Como nós acabamos lidando com uma população muito
específica, o morador de rua, de repente comecei a receber certas chamadas,
ícaros, hinos – cada tradição tem um nome, da tradição de onde venho são as
‘chamadas’, para situações específicas. Muito bonitas e muito fortes. Uma
experiência muito interessante que até então não tinha tido, pois até então
tinha estudado as chamadas que o Mestre Gabriel e os Mestres antigos que tinham
convivido com o Mestre tinham recebido. De repente, passei a receber
diretamente essas chamadas, numa experiência fantástica!

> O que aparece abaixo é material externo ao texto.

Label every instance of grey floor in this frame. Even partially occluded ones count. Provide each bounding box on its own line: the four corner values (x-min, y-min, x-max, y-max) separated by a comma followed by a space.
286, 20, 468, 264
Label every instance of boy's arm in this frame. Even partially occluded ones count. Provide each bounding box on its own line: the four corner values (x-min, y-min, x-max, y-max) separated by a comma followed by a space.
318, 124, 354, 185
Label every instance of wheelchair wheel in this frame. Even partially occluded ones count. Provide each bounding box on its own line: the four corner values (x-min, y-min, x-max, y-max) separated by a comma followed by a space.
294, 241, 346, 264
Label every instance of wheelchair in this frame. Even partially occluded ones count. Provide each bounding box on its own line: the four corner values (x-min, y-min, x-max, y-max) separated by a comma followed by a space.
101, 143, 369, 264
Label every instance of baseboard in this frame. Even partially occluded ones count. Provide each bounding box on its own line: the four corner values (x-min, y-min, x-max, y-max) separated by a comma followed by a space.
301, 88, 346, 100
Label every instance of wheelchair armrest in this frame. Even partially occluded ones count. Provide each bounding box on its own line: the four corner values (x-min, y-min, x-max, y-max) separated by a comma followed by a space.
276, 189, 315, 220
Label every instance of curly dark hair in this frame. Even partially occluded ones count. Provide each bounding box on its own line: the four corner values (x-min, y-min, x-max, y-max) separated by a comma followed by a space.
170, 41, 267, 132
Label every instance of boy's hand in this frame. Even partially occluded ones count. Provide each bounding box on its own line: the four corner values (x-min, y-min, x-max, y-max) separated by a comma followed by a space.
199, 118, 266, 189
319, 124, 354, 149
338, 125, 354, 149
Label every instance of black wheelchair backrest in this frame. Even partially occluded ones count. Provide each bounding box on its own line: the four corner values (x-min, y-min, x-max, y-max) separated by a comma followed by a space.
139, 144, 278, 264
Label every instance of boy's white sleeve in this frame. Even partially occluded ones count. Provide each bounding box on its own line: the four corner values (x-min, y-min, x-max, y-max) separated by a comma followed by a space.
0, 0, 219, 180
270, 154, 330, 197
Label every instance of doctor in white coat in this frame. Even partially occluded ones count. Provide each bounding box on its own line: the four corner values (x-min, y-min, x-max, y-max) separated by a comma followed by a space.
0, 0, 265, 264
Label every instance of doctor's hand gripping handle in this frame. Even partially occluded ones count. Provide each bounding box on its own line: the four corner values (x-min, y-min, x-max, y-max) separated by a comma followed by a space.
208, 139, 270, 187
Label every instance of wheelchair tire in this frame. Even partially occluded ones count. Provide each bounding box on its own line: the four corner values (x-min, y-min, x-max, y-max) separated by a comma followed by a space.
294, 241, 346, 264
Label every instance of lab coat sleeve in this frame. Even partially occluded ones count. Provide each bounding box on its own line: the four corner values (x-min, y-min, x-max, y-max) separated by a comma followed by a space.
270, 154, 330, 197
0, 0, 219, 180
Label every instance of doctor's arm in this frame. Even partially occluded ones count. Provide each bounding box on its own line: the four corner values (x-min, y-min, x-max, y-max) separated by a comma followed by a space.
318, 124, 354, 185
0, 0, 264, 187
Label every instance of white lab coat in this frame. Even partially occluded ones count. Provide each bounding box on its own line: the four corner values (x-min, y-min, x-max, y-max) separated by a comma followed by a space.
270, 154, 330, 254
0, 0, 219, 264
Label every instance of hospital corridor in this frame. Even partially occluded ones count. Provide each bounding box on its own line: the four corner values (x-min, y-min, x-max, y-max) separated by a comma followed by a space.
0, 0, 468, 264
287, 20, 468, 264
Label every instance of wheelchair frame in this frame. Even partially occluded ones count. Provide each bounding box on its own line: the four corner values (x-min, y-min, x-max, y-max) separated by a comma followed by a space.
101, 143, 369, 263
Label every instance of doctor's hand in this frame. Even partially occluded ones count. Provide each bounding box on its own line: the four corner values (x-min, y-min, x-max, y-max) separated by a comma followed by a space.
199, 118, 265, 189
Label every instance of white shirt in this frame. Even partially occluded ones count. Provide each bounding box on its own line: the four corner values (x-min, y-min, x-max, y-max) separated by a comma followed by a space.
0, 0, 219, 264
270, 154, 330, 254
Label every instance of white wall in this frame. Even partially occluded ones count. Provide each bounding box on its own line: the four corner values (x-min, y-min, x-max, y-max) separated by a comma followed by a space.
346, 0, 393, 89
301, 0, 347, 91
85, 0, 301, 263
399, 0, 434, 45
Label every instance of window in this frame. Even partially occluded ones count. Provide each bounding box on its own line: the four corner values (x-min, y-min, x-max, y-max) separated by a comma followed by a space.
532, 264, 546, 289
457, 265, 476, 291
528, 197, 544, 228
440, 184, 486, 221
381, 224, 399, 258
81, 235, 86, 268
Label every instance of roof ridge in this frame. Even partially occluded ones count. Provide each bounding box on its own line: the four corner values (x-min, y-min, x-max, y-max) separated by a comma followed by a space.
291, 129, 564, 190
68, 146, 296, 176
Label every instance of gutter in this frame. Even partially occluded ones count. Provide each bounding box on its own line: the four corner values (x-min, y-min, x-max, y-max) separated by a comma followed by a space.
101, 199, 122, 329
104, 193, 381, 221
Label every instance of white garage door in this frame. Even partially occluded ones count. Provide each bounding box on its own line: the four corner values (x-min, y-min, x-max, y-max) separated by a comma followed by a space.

Porque não passa pelo
ego, pela invencionice, pela composição. Passa por uma coisa que vem de dentro.
E para um psiquiatra isso é muito parecido com um delírio. “Meu Deus do Céu,
que coisa esquisita, da onde vem vindo essa música? Da onde vem vindo essa
sabedoria?”. E, apesar de estar vindo pela sua boca, a impressão que dá é que
não é tua. Ou que é tua, mas não estava acessível até um minuto atrás. E você
percebe que aquela ferramenta veio exclusivamente para ser usada naquele
momento ou naquela oportunidade, para aquela finalidade – o que a diferencia de
uma coisa do ego, da vontade. Aquilo do ego e da vontade é porque eu quero. A
coisa de receber dentro da força é pela necessidade, porque precisa. E viver
essa experiência, que até então tinha sido teórica para mim. Tudo, tudo que fiz
até agora, que foi feito até agora já valeu. Daqui para frente é só lucro.
Nós estamos com um trabalho ainda no início. Nesse momento,
estamos montando uma clínica de recuperação de dependentes químicos da rua,
junto ao nosso templo em Mogi das Cruzes, no alto da serra, no meio de uma mata
linda, maravilhosa. Esse trabalho passou a ser um filho. Passou a preencher
minha vida de uma maneira muito especial. Hoje sobrevivo como consultor de
empresas, com viagens pelo Brasil inteiro, me sustento. Com isso, pude voltar a
fazer medicina por amor. A cura pelo amor, sem estar envolvido com a energia
monetária. E isto é sem dúvida um privilégio, você poder trabalhar com a cura,
com a espiritualidade, e com o amor sem energia monetária, e esse trabalho me
deu essa oportunidade. Pude voltar a cuidar de pacientes psiquiátricos, mas
sobre uma outra vertente, com uma outra medicina, e com uma outra moeda
permeando essa troca. Esse trabalho tomou uma dimensão especial na minha vida,
é realmente hoje um grande filho, que me ocupa um bocado de tempo.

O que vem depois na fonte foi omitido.